There are three main risk areas in Sterile Processing:  People, Process, and Technology.  Here is an overview of some general Best Practices we recommend you follow in each of these areas, regardless of your industry.  Southwest Sterilizers does offer Sterile Processing Consulting sessions for clients who need help implementing industry best practices.  Expand each section below for more information.  We also have helpful resource information on our “Learn” page.

  • All staff responsible for running cycles in your Autoclave need to be trained in how to run the machine, how to choose cycle parameters, and how to load the Autoclave properly. Your Operations Manual is a wealth of information. If you don’t have a manual for your machine, please contact us for a free electronic copy.  Southwest Sterilizers also offers In-Service Group Trainings for those who prefer to learn from and ask questions of a human instead of just reading a manufacturer’s manual.
  • Each office should have an Infection Control Coordinator (ICC).  The role of the ICC is to design, assign responsibilities for and control your office’s Sterile Process.  The ICC should be one of the key roles in your office.  See “Staying Ahead of the [Risk] Curve” on our Learn page for more information.
  • Every facility with sterile processing needs should have start-to-finish procedures outlined for staff and have an Infection Control Coordinator (ICC) designated to manage it.
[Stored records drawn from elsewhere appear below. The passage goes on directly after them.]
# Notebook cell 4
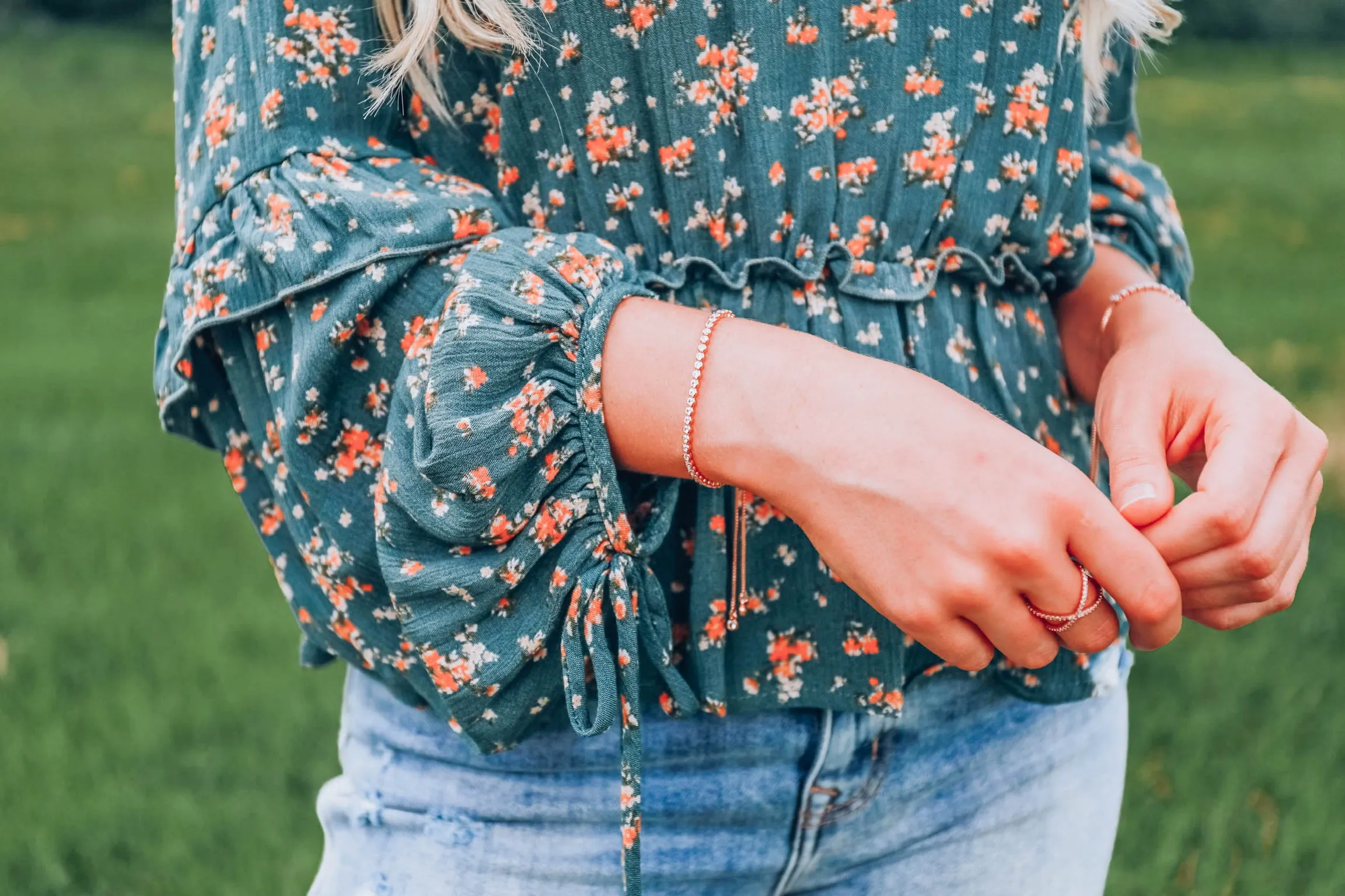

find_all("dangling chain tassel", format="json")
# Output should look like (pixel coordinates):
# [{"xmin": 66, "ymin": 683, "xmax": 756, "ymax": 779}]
[{"xmin": 726, "ymin": 486, "xmax": 752, "ymax": 631}]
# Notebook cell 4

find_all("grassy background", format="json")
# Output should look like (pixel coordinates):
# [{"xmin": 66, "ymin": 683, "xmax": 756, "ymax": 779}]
[{"xmin": 0, "ymin": 31, "xmax": 1345, "ymax": 896}]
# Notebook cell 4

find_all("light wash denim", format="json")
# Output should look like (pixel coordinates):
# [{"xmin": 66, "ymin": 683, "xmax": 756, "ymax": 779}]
[{"xmin": 309, "ymin": 645, "xmax": 1131, "ymax": 896}]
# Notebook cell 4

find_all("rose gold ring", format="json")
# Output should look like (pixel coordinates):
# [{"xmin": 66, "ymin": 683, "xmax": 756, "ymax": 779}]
[{"xmin": 1022, "ymin": 559, "xmax": 1103, "ymax": 635}]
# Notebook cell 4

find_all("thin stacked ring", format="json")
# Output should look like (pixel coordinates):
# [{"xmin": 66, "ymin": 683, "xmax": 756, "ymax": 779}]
[{"xmin": 1022, "ymin": 559, "xmax": 1103, "ymax": 635}]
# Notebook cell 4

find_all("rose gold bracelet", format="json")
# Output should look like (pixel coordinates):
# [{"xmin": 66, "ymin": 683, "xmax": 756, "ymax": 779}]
[
  {"xmin": 682, "ymin": 308, "xmax": 733, "ymax": 488},
  {"xmin": 1088, "ymin": 282, "xmax": 1186, "ymax": 484}
]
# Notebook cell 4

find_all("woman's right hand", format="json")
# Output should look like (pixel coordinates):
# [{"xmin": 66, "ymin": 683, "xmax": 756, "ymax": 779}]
[{"xmin": 603, "ymin": 300, "xmax": 1181, "ymax": 670}]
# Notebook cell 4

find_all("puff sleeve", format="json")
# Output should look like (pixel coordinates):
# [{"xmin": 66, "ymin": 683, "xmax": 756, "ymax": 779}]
[
  {"xmin": 155, "ymin": 0, "xmax": 697, "ymax": 877},
  {"xmin": 1088, "ymin": 38, "xmax": 1193, "ymax": 298}
]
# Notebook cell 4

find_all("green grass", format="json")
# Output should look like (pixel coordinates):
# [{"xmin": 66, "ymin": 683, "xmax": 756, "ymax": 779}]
[{"xmin": 0, "ymin": 31, "xmax": 1345, "ymax": 896}]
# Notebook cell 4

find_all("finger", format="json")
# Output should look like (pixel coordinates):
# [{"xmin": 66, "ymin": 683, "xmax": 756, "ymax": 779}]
[
  {"xmin": 1069, "ymin": 488, "xmax": 1181, "ymax": 650},
  {"xmin": 1187, "ymin": 541, "xmax": 1307, "ymax": 631},
  {"xmin": 907, "ymin": 618, "xmax": 995, "ymax": 671},
  {"xmin": 1145, "ymin": 403, "xmax": 1287, "ymax": 564},
  {"xmin": 1011, "ymin": 552, "xmax": 1120, "ymax": 654},
  {"xmin": 1181, "ymin": 495, "xmax": 1317, "ymax": 616},
  {"xmin": 967, "ymin": 594, "xmax": 1072, "ymax": 668},
  {"xmin": 1172, "ymin": 452, "xmax": 1322, "ymax": 590},
  {"xmin": 1098, "ymin": 382, "xmax": 1173, "ymax": 526}
]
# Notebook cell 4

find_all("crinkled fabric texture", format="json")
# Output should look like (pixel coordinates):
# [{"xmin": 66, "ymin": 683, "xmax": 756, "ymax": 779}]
[{"xmin": 155, "ymin": 0, "xmax": 1190, "ymax": 888}]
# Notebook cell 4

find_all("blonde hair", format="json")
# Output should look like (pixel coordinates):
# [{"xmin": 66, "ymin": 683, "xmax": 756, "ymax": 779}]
[
  {"xmin": 369, "ymin": 0, "xmax": 539, "ymax": 121},
  {"xmin": 1065, "ymin": 0, "xmax": 1182, "ymax": 124},
  {"xmin": 369, "ymin": 0, "xmax": 1182, "ymax": 121}
]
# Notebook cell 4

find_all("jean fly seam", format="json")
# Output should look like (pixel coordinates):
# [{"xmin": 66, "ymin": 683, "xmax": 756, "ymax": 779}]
[{"xmin": 771, "ymin": 709, "xmax": 834, "ymax": 896}]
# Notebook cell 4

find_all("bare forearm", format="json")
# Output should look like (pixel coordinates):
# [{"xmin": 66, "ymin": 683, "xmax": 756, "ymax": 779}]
[
  {"xmin": 1056, "ymin": 245, "xmax": 1154, "ymax": 401},
  {"xmin": 603, "ymin": 298, "xmax": 850, "ymax": 491}
]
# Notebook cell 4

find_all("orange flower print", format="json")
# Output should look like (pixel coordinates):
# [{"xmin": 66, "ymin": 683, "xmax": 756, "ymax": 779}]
[
  {"xmin": 841, "ymin": 0, "xmax": 909, "ymax": 43},
  {"xmin": 673, "ymin": 31, "xmax": 757, "ymax": 135},
  {"xmin": 659, "ymin": 137, "xmax": 696, "ymax": 177},
  {"xmin": 1013, "ymin": 0, "xmax": 1041, "ymax": 30},
  {"xmin": 1056, "ymin": 146, "xmax": 1084, "ymax": 187},
  {"xmin": 584, "ymin": 88, "xmax": 644, "ymax": 174},
  {"xmin": 319, "ymin": 420, "xmax": 383, "ymax": 482},
  {"xmin": 860, "ymin": 678, "xmax": 905, "ymax": 716},
  {"xmin": 766, "ymin": 628, "xmax": 818, "ymax": 704},
  {"xmin": 1005, "ymin": 62, "xmax": 1050, "ymax": 142},
  {"xmin": 837, "ymin": 156, "xmax": 878, "ymax": 197},
  {"xmin": 686, "ymin": 177, "xmax": 748, "ymax": 249},
  {"xmin": 901, "ymin": 109, "xmax": 962, "ymax": 188},
  {"xmin": 603, "ymin": 0, "xmax": 676, "ymax": 50},
  {"xmin": 841, "ymin": 622, "xmax": 878, "ymax": 656},
  {"xmin": 789, "ymin": 59, "xmax": 869, "ymax": 144},
  {"xmin": 268, "ymin": 0, "xmax": 361, "ymax": 88}
]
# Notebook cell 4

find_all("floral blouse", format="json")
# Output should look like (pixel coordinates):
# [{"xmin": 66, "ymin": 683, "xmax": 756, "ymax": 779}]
[{"xmin": 155, "ymin": 0, "xmax": 1190, "ymax": 889}]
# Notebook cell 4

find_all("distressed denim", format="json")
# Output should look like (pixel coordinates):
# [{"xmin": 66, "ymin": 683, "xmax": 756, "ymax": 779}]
[{"xmin": 309, "ymin": 645, "xmax": 1131, "ymax": 896}]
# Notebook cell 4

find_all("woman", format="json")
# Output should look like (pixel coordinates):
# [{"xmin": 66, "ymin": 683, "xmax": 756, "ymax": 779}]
[{"xmin": 156, "ymin": 0, "xmax": 1325, "ymax": 895}]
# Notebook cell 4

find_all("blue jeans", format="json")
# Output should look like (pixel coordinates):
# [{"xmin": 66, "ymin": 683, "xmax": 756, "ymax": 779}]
[{"xmin": 309, "ymin": 645, "xmax": 1130, "ymax": 896}]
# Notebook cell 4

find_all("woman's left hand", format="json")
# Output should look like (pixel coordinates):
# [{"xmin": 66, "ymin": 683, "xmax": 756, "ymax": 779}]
[{"xmin": 1096, "ymin": 290, "xmax": 1326, "ymax": 629}]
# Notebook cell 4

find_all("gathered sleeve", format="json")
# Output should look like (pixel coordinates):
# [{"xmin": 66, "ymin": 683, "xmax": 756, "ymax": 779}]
[
  {"xmin": 1088, "ymin": 38, "xmax": 1193, "ymax": 298},
  {"xmin": 153, "ymin": 0, "xmax": 698, "ymax": 877}
]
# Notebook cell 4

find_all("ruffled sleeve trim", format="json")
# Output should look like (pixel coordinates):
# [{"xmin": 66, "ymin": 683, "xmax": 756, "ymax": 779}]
[
  {"xmin": 375, "ymin": 228, "xmax": 698, "ymax": 893},
  {"xmin": 155, "ymin": 149, "xmax": 510, "ymax": 445}
]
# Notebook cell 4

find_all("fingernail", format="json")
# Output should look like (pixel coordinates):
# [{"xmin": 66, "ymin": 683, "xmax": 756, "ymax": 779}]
[{"xmin": 1120, "ymin": 482, "xmax": 1158, "ymax": 510}]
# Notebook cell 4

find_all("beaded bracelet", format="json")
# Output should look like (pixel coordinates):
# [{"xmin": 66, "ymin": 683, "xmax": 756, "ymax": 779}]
[
  {"xmin": 1088, "ymin": 282, "xmax": 1186, "ymax": 483},
  {"xmin": 682, "ymin": 308, "xmax": 733, "ymax": 488}
]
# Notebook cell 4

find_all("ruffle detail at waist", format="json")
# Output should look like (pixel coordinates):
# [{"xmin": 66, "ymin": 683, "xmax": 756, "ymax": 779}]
[{"xmin": 640, "ymin": 240, "xmax": 1092, "ymax": 302}]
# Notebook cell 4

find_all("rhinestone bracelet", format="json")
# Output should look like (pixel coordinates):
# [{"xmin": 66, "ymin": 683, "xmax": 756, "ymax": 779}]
[
  {"xmin": 1088, "ymin": 282, "xmax": 1187, "ymax": 483},
  {"xmin": 682, "ymin": 308, "xmax": 733, "ymax": 488}
]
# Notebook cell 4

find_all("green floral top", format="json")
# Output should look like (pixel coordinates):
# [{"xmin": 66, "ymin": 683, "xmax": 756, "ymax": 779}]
[{"xmin": 155, "ymin": 0, "xmax": 1190, "ymax": 888}]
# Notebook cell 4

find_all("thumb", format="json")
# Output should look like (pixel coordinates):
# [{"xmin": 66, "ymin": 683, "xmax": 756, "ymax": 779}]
[{"xmin": 1096, "ymin": 387, "xmax": 1176, "ymax": 527}]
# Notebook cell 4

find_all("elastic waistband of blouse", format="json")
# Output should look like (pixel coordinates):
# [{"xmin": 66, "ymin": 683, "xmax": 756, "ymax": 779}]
[{"xmin": 639, "ymin": 240, "xmax": 1057, "ymax": 302}]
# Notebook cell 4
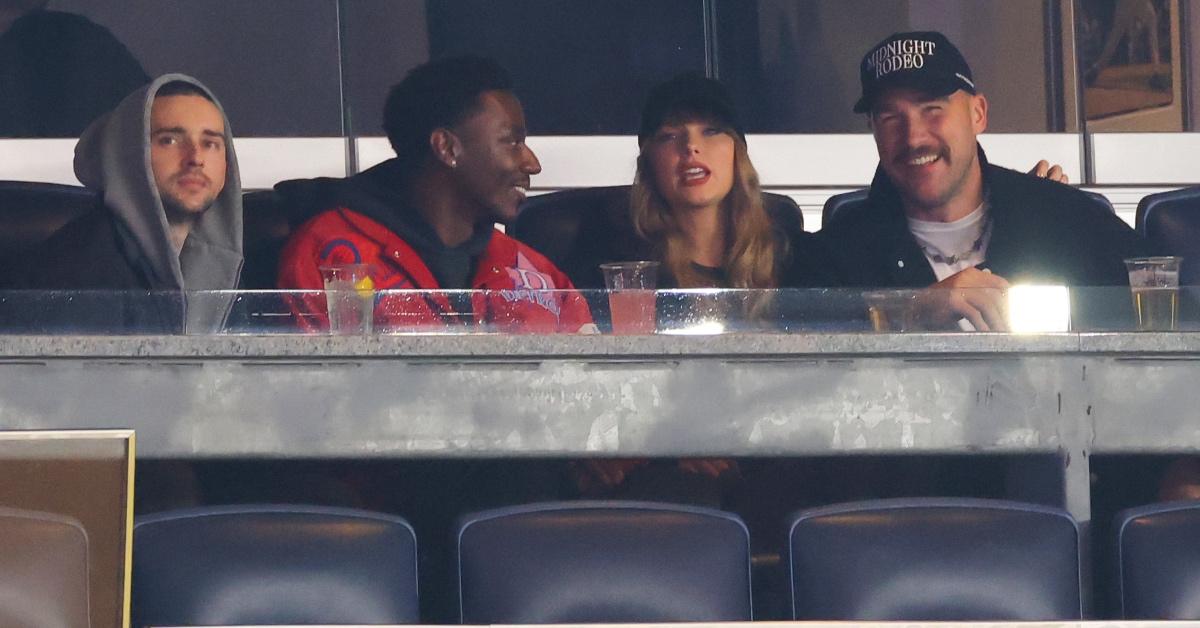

  • In developing start-to-finish procedures, here are some questions to consider:
    • How do you clean the instruments/tools prior to sterilization? (Consider the materials and methods you use as well as any safety protocols Staff must follow.)
    • How do you prepare the instruments for sterilization? (Are you using sterile pouches, packs, or sterilization cases?)
    • Are you familiar with each instrument’s Instructions For Use (IFU)? The manufacturer will be able to provide you with specific guidelines on how each instrument must be prepared and what the parameters are for sterilization.
    • How are you loading the autoclave? Overloading the autoclave is one of the most common reasons for sterilization failure we see in autoclaves brought in for repair. Improper loading is something that can be easily prevented. We also offer Load Test Validation Studies that can prove that your loads are capable of being sterilized.
      • Examples of common errors that we see related to these:
        • Not processing hinged instruments in the open position.
        • Not placing bowls, glassware or trays in the correct orientation.
        • Allowing pouches to touch the side of the autoclave chamber.
        • Piling pouches on top of one another.
    • Do you have responsible Load Planning protocols in place? (For example, loads shouldn’t consist of mixed metals.)
    • What is your process for unloading the autoclave? Packs and pouches must be dry when removing them from the autoclave or risk of re-contamination is high.
    • If dry, sterilized instruments are not used immediately, what is your procedure for storing them to maintain sterile integrity?
  • Retain all Documentation – Autoclave Cycle Log Sheets, Spore Test Reports, Service Reports, Load Test Validation Study Reports, etc – as outlined by your attorney, in case of an Audit or a Claim Investigation.
  • Establish guidelines for periodically evaluating your Sterile Process procedures to ensure that they still meet the needs of your growing business and for properly training and onboarding new staff.
  • Autoclaves can last many years if properly maintained and cared for.
  • The Operations Manual for your Autoclave provides a wealth of information. All staff who use the Autoclave should be familiar with this information.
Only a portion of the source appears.